Buff Pass permit appeal denied

Officer upholds decision to grant access


— The appeal of a five-year permit renewal allowing Steamboat Powder Cats/Blue Sky West to operate Snow Cat backcountry ski tours on Buffalo Pass has been denied by the regional U.S. Forest Service office.

Conservation groups Colorado Wild and Friends of the Routt Backcountry filed the appeal on Oct. 7 and were in negotiations with Hahn's Peak/Bears Ears District Ranger Kim Vogel not long after that. First indications were that an agreement would be made instead of moving the appeal to the regional office in Laramie, Wyo., for an official decision.

Rocky Smith, forest watch coordinator for Colorado Wild, said negotiations fell through. On Nov. 25, Forest Service appeal-deciding officer Richard Stern upheld the decision to grant the permit, not swaying to the appeal.

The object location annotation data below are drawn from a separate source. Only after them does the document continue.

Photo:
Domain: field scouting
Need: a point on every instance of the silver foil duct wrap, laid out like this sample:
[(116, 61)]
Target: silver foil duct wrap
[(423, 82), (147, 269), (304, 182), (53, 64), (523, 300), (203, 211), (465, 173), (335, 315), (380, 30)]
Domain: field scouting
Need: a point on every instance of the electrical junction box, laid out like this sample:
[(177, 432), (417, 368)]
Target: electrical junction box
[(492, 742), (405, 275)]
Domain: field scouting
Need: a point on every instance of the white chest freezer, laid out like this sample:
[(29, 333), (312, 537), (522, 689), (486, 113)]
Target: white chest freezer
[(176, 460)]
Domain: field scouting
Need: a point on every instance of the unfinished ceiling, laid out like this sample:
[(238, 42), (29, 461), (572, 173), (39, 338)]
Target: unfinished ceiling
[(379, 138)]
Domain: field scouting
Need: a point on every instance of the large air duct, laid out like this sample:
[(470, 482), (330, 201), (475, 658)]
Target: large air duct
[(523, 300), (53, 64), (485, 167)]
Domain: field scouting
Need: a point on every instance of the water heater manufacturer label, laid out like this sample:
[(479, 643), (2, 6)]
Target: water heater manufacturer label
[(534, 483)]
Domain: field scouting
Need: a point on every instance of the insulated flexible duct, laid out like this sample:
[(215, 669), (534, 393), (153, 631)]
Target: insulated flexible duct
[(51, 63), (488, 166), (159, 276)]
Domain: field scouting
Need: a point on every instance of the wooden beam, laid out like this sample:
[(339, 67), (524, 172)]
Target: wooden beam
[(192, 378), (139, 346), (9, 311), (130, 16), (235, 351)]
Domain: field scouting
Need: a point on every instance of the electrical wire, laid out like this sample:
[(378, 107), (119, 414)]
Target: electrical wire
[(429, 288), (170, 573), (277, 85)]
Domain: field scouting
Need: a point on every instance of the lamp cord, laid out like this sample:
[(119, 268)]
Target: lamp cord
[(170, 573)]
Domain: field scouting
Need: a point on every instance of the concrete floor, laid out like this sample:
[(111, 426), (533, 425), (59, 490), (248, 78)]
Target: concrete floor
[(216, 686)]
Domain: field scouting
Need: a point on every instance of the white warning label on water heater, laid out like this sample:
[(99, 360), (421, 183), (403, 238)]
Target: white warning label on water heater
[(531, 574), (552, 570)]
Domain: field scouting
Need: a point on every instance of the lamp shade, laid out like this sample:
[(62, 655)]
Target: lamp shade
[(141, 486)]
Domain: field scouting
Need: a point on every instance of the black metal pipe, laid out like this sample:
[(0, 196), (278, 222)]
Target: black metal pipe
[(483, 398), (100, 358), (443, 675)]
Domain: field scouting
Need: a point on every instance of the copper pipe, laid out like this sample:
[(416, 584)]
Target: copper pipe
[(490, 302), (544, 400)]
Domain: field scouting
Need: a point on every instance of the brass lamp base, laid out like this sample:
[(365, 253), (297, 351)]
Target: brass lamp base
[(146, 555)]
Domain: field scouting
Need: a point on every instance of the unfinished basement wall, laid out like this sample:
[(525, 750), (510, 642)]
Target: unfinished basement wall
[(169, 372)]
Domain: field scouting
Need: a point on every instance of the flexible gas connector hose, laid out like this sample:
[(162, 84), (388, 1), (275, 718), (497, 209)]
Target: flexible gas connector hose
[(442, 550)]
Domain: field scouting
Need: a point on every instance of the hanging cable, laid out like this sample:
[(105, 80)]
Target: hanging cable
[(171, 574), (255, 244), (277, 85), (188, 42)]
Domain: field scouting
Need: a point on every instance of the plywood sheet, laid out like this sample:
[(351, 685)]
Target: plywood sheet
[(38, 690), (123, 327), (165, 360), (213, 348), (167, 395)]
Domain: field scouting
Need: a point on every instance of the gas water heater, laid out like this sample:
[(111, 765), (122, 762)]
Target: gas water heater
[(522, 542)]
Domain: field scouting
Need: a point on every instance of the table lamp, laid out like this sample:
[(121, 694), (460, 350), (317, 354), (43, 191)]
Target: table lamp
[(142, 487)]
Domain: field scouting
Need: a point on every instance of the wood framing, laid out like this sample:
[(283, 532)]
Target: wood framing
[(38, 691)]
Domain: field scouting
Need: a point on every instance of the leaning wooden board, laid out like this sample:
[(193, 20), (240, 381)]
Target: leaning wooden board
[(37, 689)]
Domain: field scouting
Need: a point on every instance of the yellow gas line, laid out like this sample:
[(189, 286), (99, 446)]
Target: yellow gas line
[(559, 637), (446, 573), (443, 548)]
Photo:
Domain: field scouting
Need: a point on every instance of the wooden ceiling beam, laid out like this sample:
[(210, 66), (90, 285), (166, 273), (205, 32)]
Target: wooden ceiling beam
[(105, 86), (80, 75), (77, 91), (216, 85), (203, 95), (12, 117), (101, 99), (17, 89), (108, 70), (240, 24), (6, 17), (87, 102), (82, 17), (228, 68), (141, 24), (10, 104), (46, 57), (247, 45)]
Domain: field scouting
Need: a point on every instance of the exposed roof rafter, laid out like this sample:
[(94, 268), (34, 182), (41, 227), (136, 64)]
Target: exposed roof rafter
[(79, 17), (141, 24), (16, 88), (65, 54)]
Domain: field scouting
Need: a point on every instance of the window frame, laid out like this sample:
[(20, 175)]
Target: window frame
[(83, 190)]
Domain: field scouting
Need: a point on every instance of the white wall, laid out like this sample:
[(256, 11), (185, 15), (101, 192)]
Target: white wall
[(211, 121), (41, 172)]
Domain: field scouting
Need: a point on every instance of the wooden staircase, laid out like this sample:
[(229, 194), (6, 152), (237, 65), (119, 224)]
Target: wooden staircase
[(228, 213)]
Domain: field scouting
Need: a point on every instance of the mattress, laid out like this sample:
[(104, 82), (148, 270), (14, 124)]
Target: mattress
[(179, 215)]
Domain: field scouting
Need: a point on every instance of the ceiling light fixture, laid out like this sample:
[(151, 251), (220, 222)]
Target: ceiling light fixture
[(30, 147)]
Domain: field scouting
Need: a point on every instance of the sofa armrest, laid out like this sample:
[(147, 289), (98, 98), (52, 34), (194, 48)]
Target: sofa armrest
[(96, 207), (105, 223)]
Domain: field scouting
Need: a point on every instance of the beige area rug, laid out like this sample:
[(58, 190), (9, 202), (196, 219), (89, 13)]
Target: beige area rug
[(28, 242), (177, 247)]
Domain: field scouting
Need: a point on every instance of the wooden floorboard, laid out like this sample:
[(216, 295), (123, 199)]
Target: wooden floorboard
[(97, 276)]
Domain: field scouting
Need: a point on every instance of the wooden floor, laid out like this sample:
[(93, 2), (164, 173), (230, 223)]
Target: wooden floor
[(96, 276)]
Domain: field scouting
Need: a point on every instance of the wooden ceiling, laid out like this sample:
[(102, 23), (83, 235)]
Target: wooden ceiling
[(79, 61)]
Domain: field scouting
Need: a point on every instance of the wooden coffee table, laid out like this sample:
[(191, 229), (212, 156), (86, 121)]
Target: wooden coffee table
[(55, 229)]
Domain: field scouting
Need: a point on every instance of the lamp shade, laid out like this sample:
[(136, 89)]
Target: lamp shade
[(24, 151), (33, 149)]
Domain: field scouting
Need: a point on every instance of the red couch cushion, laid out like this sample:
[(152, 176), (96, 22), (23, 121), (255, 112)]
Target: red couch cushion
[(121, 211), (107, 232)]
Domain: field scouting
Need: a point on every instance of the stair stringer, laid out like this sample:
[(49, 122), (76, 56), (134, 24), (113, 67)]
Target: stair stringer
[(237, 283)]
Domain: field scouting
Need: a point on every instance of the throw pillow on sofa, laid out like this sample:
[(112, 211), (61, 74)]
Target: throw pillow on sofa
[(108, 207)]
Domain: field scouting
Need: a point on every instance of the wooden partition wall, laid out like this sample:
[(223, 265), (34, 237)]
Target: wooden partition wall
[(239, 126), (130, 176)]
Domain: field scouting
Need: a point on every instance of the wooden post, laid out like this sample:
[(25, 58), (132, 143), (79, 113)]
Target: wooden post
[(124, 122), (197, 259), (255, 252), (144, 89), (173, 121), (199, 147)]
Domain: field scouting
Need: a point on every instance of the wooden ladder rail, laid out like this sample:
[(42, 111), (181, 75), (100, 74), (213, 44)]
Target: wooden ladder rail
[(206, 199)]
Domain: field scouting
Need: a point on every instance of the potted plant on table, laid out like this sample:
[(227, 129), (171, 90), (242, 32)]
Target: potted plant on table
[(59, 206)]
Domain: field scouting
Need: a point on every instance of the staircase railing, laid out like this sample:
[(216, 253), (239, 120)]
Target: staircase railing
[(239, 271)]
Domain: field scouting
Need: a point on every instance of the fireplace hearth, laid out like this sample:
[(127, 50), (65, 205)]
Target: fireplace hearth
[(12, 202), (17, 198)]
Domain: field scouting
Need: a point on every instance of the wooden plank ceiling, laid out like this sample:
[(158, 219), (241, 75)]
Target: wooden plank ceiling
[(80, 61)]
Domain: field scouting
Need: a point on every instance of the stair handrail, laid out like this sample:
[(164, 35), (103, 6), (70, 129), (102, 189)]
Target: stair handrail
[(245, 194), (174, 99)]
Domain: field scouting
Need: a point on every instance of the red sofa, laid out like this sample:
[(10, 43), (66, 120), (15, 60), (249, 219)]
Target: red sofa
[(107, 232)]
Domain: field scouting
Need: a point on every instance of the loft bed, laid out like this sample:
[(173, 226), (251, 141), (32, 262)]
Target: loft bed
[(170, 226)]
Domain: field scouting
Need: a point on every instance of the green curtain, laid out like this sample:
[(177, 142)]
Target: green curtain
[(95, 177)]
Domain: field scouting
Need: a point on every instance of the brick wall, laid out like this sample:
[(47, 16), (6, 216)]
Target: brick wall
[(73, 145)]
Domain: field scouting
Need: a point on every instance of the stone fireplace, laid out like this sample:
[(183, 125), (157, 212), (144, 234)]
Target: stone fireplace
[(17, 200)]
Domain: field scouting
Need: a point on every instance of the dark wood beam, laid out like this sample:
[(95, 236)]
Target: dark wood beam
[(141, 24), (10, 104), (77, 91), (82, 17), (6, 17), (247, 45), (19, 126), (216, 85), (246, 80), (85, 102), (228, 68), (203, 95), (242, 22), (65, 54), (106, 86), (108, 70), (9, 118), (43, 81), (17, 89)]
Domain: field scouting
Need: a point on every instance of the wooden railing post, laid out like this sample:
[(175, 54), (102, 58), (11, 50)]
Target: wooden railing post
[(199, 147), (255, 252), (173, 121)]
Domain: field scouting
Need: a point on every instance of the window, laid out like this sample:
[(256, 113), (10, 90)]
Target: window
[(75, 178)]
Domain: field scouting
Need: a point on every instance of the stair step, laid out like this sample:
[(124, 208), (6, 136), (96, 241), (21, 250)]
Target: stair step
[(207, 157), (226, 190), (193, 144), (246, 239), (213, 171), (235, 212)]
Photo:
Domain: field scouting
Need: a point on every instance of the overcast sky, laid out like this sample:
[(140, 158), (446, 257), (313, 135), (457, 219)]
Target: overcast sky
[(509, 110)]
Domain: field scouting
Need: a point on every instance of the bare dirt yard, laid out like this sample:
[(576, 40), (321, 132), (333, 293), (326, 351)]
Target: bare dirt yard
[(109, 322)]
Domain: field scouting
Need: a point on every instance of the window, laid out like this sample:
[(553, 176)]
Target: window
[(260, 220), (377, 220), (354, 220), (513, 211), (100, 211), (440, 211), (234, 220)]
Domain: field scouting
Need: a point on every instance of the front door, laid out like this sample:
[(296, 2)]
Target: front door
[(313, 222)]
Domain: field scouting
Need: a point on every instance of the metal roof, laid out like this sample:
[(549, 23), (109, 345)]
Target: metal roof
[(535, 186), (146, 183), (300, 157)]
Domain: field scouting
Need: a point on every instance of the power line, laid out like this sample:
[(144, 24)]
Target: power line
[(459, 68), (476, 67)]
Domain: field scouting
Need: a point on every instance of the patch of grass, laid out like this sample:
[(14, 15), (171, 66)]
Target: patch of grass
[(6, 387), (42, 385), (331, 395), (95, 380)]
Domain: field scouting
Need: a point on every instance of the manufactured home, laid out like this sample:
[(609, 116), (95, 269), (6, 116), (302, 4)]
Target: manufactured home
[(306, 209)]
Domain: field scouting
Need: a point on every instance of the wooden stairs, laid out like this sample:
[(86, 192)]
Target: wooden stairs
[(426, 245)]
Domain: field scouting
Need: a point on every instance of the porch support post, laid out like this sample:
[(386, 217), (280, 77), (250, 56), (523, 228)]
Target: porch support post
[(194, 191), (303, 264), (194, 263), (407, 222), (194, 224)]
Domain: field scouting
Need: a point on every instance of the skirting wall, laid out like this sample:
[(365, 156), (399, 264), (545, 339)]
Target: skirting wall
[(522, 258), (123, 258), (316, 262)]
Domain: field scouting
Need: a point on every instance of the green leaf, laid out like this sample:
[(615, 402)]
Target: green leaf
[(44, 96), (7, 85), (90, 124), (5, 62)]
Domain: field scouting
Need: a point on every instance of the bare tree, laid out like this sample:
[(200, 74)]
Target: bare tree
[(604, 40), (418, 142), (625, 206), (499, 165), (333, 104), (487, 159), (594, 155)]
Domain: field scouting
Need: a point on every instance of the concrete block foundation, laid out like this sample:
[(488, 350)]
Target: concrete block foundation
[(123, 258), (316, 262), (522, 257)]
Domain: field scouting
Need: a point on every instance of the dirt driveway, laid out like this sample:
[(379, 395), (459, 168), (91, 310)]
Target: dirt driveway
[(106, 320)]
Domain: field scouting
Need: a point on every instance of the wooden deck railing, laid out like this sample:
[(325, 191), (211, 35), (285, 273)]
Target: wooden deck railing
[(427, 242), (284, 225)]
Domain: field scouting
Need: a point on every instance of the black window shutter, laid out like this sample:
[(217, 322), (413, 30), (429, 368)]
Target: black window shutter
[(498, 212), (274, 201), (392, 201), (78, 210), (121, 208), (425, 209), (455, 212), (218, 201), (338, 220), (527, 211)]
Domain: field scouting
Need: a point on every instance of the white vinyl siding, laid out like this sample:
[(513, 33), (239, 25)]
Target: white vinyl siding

Stern said he "found no evidence of the decision violating laws, regulations or policies."

"We are now just thinking over what we might do," Smith said.

The groups have the option to sue, but Smith said that hasn't been discussed.

The appeal stated the permit wrongfully allowed a mile-long snow road to be built off a primary access road this winter. It would go right by a suggested nonmotorized area called Bear Tree Ridge, established last year. It could encourage snowmobilers to access the area and further aggravate a skier-snowmobiler conflict there.

The appeal also cited the company's decision to allow 2,200 people to access the pass in a season, compared to its last five-year permit that allowed 1,200.

Recreational planner for the Forest Service Ed Patalik said he wants to be sensitive to the concerns of nonmotorized users on Buffalo Pass, but he was pleased with the appeal decision.

According to the permit, Steamboat Powder Cats/Blue Sky West will have to mitigate for the proper uses in the area. In other words, the company has to follow measures laid out by the Forest Service and a user task force and monitor use on the pass. It will put up safety and directional signs, provide trailhead information on ethics and inform people where the nonmotorized areas are, among several other tasks.

"We attempt to balance all the uses and demands on the national forest, and the commercial services Blue Sky West provides are an appropriate part of the equation. At the same time, we are very sensitive to the concerns of the appellants," Patalik said. "The mitigations contained in the original decision notice represent the most concerted effort to date to monitor and address use conflicts on Buffalo Pass."

If the mitigation doesn't work, adjustments can be made. The permit has annual reviews and the snow road in question is allowed to exist only for three years before going through a permit review.

"It's not permanent. We have to prove ourselves," Steamboat Powder Cats/Blue Sky West Cats General Manager David Barnes said.

Steamboat Powder Cats/Blue Sky West employees are on Buffalo Pass six days a week in the winter, and it makes sense the company will monitor use there, Barnes said.

It also makes sense to be good neighbors, he added.

"I think the nonmotorized users will find us a huge asset to their cause," he said. "We are up there every day."

Indeed, Smith said in general, he doesn't have a problem with Steamboat Powder Cats/Blue Sky West operating on Buffalo Pass. However, he is concerned about the growing user conflicts between snowmobilers and backcountry skiers.

Barnes said he knows it's getting to be a heated issue.

"Everybody's piece of the pie is a very valuable thing when it comes to the backcountry," Barnes said.